Oregon State and Notre Dame?

No, I can't claim to have seen this coming.

Not when the other coaches once voted my father as the Pac-10 Coach of the Year with a 3-4-1 conference record, defining that as a landmark accomplishment for Oregon State.

Not when I once was dispatched to the Notre Dame campus to await Urban Meyer's coming from Utah as the Fighting Irish's new coach, only to have Meyer shrewdly choose Florida, believing that's where he would have a much greater chance of winning.

Yet here are the Beavers and the Irish in 2012 — unbeaten, climbing in the polls and hosting Utah and BYU in contests that are euphemistically being labeled "trap" games. That's another way of saying the only chance the Utes and Cougars have is hoping the other guys are overlooking them.

This is weird stuff. Oregon State's resurgence is stunning to me not only because of my personal history — remembering the mid-1980s, when the father of Utah's Kruger brothers played for OSU teams that won five games in two years — but because of what happened last season. OSU went 3-9, losing to Sacramento State and giving up a combined 507 rushing yards to BYU and Utah.

Just look at the Beavers now. They're fourth in the country in rushing defense, allowing only 350 yards through five games against the likes of Wisconsin, UCLA and BYU. Utah coach Kyle Whittingham remarked how OSU is getting much different results with basically the same players. OSU's Mike Riley said the way his Beavers would perform in 2012 was "pretty much a mystery to me," with the only clue of potential greatness being that "this team had a real good vibe to it," judging by offseason workouts.

And then there's Notre Dame, the school of fans' perpetual delusions regarding its status in modern college football. During the failed vigil for Meyer that December afternoon in 2004, I visited Kent Baer, a Cache Valley native who was serving as the Irish's interim coach that month.
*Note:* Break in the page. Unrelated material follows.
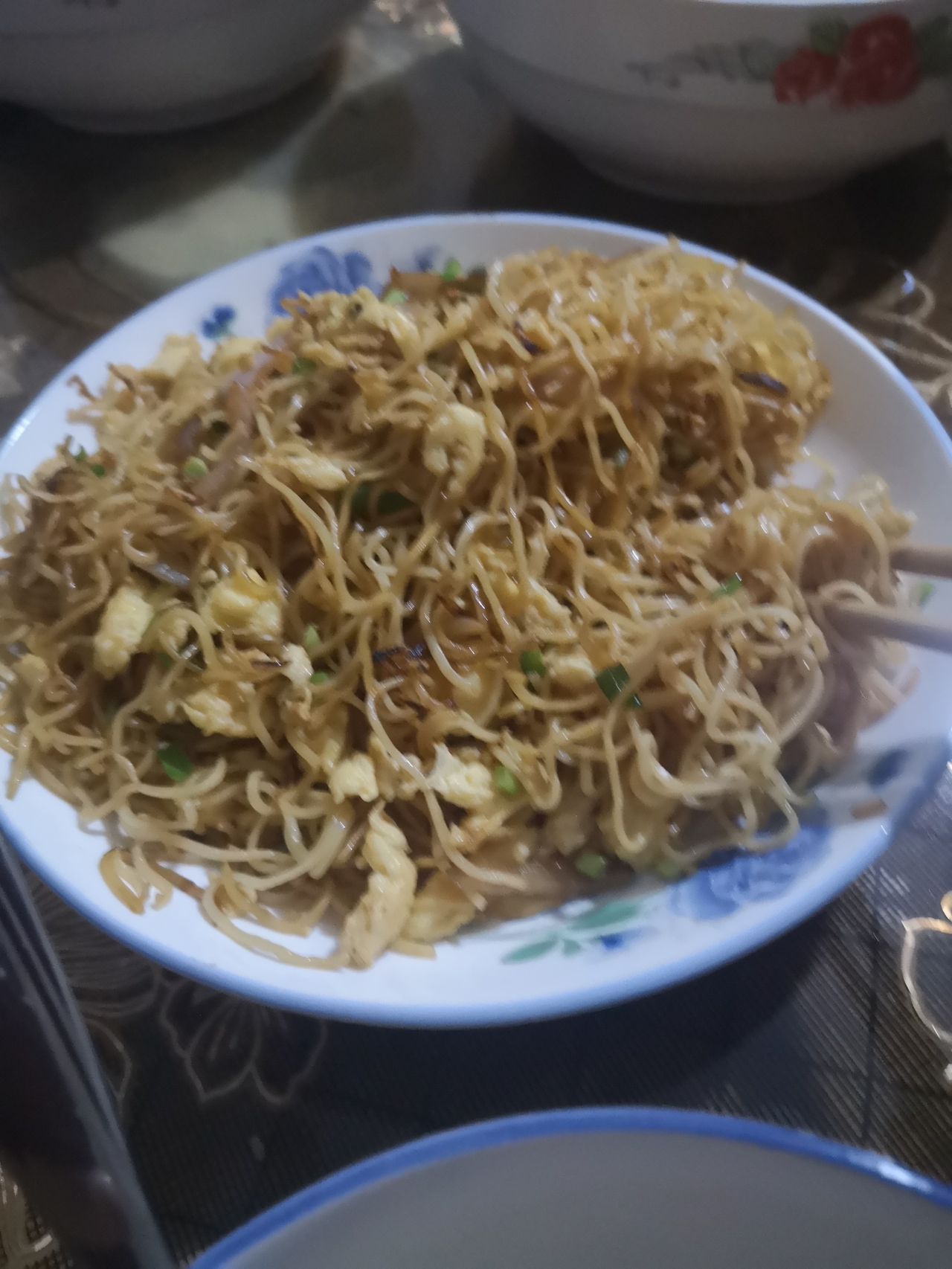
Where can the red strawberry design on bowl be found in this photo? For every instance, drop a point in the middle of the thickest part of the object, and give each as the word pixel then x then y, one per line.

He told a tale of how tough it is for Notre Dame, with the cold climate in northern Indiana, elite academic requirements and a tradition built before recruits were born.

"Notre Dame's everything you heard it was when we were kids — and more," Baer said. "It's the dream of a lifetime to coach at a place like this. At the same time, it's difficult. It's not the same as it used to be. People used to think if Notre Dame came calling, that's where the kid was going to go."

In his office, watching the ESPN crawl reporting Meyer's choice of Florida, Baer convinced me that was the right decision. As his two national championships with the Gators would suggest, Meyer knew what he was doing, and Charlie Weis would fail in the job Meyer turned down. Yet in his third year, Brian Kelly is making it work.

The turnaround began in Kelly's first season, when his 4-5 team beat Utah. After being left out of the preseason AP Top 25, Notre Dame now is 6-0 and positioned for a title shot if the Irish somehow beat Oklahoma and USC on the road. That's a stretch, but Kelly is proving that living up to high expectations is still possible at Notre Dame — a place where, as Baer told me, "When you're winning, there's nothing like it. When you're losing, there's nothing like it."

The Irish are winning everything right now. Just as improbably, so are the Beavers. This can't last much longer, can it?